The screenplay was written by Dave Hunsaker and Rick Pont, and was created with a budget of 2 million Canadian dollars. The film stars main character Hiromi Go as the Japanese business man turned cowboy. Also starring in the film were Robert Conrad, Matt McCoy, Catherine Mary Stewart and Conchata Ferrell.

==Plot==
The film follows a Japanese businessman named Yutaka Sato (Hiromi Go), a workaholic who lives in Tokyo, Japan. After the death of his best friend from a heart attack due to permanent stress at work, Sato becomes disillusioned with the busy Tokyo lifestyle that he leads.
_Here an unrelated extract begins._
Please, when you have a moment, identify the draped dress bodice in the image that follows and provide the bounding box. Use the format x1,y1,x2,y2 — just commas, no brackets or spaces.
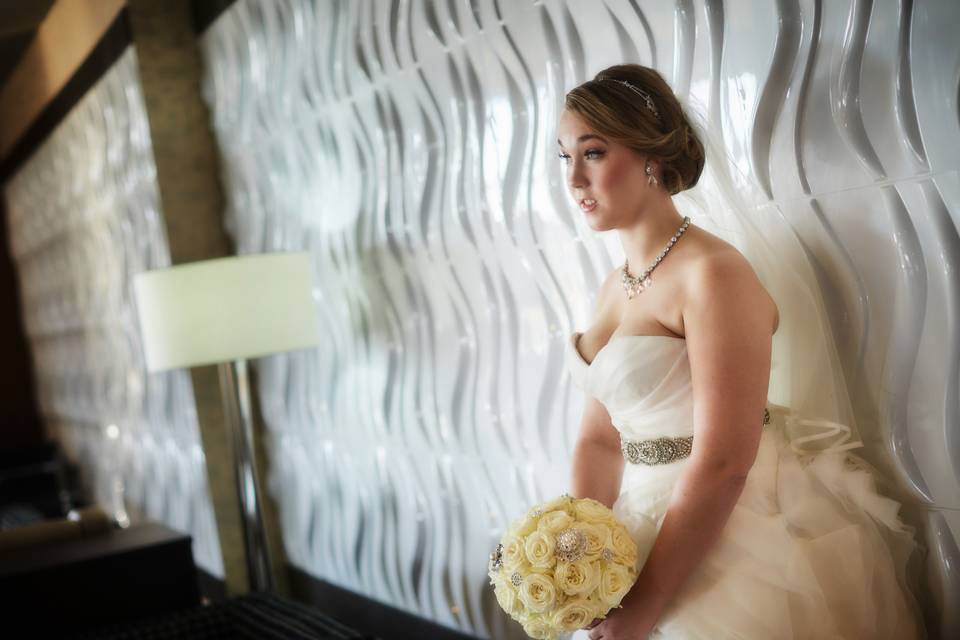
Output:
565,332,925,640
Sato then decides to fulfill his lifelong dream of living in the Wild West in America, and moves to Montana to follow a childhood dream of becoming a cattle rancher.

In Montana, Sato meets a group of five cowboys that end up becoming his friend group. One is an old cowboy named Gabe McBride (Robert Conrad); one is a cowgirl/veterinarian named Jessie Collins (Catherine Mary Stewart); one is an Aboriginal (Native Canadian) cowboy who faces discrimination (Byron Chief-Moon); and a country singer cowboy (Bradley M. Rapier). Along the way these cowboys become his friends and help him fight against the evil Colt Wingate. Meanwhile, Jessie Collins becomes Sato's love interest in the film.

However, once he arrives at the ranch he finds out it is due for demolition and the welcome he receives from the town is less than friendly. Cattle rancher Colt Wingate, played by Matt McCoy, is pitted against newcomer Sato as Wingate wants to buy Sato's land in order to flood the valley and build a dam. In the end, Sato wins against Colt Wingate and is able to fulfill his lifetime-long dream of living on a ranch in the Wild Wild West.

==Cast==
- Hiromi Go as Yutaka Sato
- Catherine Mary Stewart as Jessie Collins
- Robert Conrad as Gabe McBride
- Matt McCoy as Colt Wingate
- Conchata Ferrell as Bobbi Bob Pickette
- Ian Tyson as T.J. Welsh
- Byron Chief-Moon as Jack Eagle Eye
- Bradley M. Rapier as C.C. Ryder
- Mark Acheson as Flint Clayton
- Tom Glass as Ben
- Rick Harvey as Gil
- Owen Smith as Mudslinger #1
- Ehud Ellman as Mudslinger #2
- Tom Bonny as Mudslinger #3
- Harold Ludwig as American Businessman
- Duncan Callander as Bus Driver
- J. Max Kirishima as Goro Date (credited as Max Kirishima)
- Don Browne as Unfriendly Man #1
- Kendall MacDonnell as Unfriendly Man #2

==Reception==
Review aggregator Rotten Tomatoes gives the film a rating of 0%, based on 0 reviews. Audiences give the film a 50% rating, based on 672 reviews, with an average rating of 3.1/5.